I agree with you about the ''ego''..just don't think about it and it doesn't seem such a big deal..
Posted by: Sita | July 04, 2007 at 01:01 PM
Brian,
Thought you might want to see Pistis Sophia ch. 118:
And the Saviour answered and said unto Mary: "Amēn, amēn, I say unto you: All men who shall receive the mysteries of the Ineffable, blessed indeed are the souls which shall receive of those mysteries; but if they turn and transgress and come out of the body before they have repented, the judgment of those men is sorer than all the judgments, and it is exceedingly violent, even if those souls are new and it is their first time for coming into the world. They will not return to the changes of the bodies from that hour onwards and will not be able to do anything, but they will be cast out into the outer
p. 255
darkness and perish and be non-existent for ever."
Posted by: Robert Wahler | December 16, 2012 at 03:29 PM
sorry, ch 119
Yes, I'm a Satsangi
Posted by: Robert Wahler | December 16, 2012 at 03:35 PM
"For the fate of the sons of men and the fate of beasts is the same; as one dies, so dies the other. They all have the same breath, and man has no advantage over the beasts; for all is vanity. "
- Ecclesiastes 3:19
Posted by: Mike Williams | December 16, 2012 at 09:29 PM
Real salvation, necessarily must be a matter of one's own state of consciousness, real knowledge, and understanding of the nature of 'existence'. Everyone will be "saved", but only when they have awakened to Reality. That is the only true salvation and liberation from suffering.
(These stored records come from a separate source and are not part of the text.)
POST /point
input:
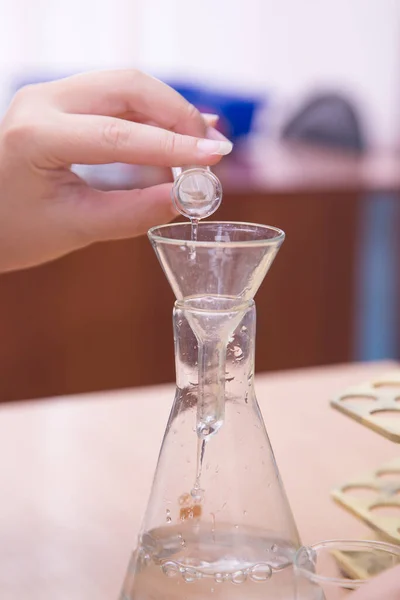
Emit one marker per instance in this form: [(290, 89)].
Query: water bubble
[(197, 494), (239, 577), (260, 572), (190, 575), (170, 569), (149, 543), (237, 352), (184, 500)]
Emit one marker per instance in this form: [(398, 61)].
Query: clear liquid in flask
[(225, 563)]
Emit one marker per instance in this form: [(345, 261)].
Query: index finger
[(113, 93)]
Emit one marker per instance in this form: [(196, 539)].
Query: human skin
[(124, 116)]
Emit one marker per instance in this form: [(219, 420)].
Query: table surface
[(76, 472)]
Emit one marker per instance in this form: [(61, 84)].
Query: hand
[(46, 210)]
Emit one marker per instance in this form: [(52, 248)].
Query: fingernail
[(210, 118), (210, 147), (214, 134)]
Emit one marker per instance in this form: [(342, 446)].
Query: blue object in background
[(377, 280), (236, 111)]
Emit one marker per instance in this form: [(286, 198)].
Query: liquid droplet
[(237, 352), (197, 494), (170, 569), (260, 572), (239, 577)]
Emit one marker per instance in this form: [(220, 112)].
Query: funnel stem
[(211, 386)]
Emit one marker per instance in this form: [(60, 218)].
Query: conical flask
[(218, 523)]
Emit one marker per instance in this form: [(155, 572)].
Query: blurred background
[(310, 94)]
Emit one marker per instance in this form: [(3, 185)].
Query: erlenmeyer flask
[(218, 524)]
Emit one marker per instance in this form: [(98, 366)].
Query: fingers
[(114, 93), (88, 139), (115, 215)]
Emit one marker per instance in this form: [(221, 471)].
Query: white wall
[(286, 47)]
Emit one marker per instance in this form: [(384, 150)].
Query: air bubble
[(147, 559), (190, 575), (237, 352), (260, 572), (239, 577), (170, 569)]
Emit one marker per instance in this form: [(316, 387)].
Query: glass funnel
[(218, 524)]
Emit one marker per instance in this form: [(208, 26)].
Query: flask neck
[(225, 364)]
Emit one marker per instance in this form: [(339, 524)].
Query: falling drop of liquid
[(239, 577), (260, 572), (170, 569)]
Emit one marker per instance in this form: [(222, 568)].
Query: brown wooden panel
[(101, 318)]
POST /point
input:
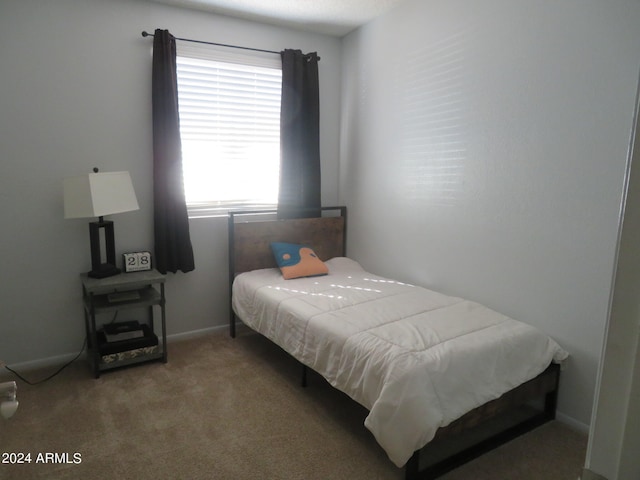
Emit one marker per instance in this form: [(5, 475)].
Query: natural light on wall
[(230, 130)]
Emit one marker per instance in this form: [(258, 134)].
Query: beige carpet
[(229, 409)]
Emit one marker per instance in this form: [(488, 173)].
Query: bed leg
[(412, 468), (232, 325), (551, 398)]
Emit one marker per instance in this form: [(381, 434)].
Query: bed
[(427, 366)]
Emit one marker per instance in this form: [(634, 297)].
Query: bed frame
[(250, 236)]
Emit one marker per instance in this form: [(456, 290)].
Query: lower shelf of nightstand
[(150, 357)]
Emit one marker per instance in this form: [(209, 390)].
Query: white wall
[(614, 436), (483, 154), (76, 93)]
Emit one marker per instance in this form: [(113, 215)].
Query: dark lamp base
[(105, 270)]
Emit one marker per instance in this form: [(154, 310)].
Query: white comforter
[(416, 359)]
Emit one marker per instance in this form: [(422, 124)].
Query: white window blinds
[(230, 129)]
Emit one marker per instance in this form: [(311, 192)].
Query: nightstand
[(110, 295)]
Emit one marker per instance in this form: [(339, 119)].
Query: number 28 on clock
[(136, 261)]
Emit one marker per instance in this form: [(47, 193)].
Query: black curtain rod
[(146, 34)]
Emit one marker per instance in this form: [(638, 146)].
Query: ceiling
[(331, 17)]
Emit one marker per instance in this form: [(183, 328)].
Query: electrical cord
[(84, 345)]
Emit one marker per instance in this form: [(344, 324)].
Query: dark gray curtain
[(173, 249), (299, 136)]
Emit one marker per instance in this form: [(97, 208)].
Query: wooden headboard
[(251, 235)]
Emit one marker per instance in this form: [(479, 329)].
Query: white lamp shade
[(98, 194)]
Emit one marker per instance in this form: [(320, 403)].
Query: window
[(229, 107)]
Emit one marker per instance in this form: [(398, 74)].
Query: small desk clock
[(136, 261)]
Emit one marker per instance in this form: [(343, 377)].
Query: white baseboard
[(59, 360), (572, 423), (196, 333), (589, 475)]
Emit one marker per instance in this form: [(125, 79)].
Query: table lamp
[(95, 195)]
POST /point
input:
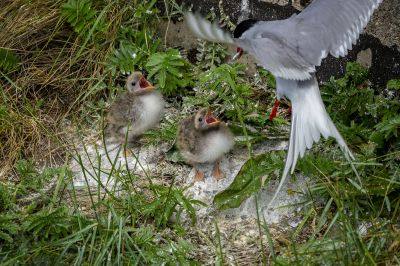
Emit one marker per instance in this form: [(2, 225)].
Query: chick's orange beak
[(145, 84), (211, 120), (239, 53)]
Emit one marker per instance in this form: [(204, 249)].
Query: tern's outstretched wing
[(291, 48)]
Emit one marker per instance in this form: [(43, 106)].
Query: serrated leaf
[(250, 179)]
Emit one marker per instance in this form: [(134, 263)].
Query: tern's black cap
[(243, 26)]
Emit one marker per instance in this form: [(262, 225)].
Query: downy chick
[(203, 138), (137, 110)]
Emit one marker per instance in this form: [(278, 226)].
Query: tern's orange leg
[(217, 172)]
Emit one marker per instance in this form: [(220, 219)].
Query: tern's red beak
[(239, 53), (145, 84), (211, 120)]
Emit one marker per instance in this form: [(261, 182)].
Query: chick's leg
[(198, 176), (217, 172)]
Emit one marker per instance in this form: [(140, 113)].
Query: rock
[(364, 58)]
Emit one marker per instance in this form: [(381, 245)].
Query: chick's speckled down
[(200, 142), (139, 109)]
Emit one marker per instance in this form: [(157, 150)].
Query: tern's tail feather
[(309, 121)]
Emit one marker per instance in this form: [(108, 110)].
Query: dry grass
[(53, 78)]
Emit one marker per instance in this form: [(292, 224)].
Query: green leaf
[(250, 179), (394, 84)]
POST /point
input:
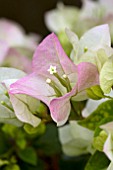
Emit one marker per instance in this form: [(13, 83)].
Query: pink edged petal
[(50, 52), (3, 51), (87, 76), (15, 59), (33, 85), (60, 107)]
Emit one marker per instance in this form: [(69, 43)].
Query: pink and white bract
[(55, 79)]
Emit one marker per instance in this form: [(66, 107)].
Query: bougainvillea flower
[(17, 47), (16, 109), (56, 79)]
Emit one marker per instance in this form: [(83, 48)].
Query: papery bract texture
[(67, 81)]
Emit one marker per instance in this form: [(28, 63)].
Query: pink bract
[(80, 77)]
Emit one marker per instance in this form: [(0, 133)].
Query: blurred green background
[(30, 13)]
Posted by: Roger | December 17, 2012 at 02:06 PM
Roger, just out of interest are you from the UK? I always thought that the UK and India had the vast majority of RS sangat and that in the US there would be a few centres.
A question to ex/present USA satsangis, is there seva on Saturdays? Here in the UK we have seva every saturday at the main centre, the seva consists of office work, gardening etc.
Posted by: Gaz | December 17, 2012 at 02:21 PM
I'm from Texas, now living in Las Vegas, Nevada. I have no background in RS sangat?
Being a Texan, what the heck is a sangat?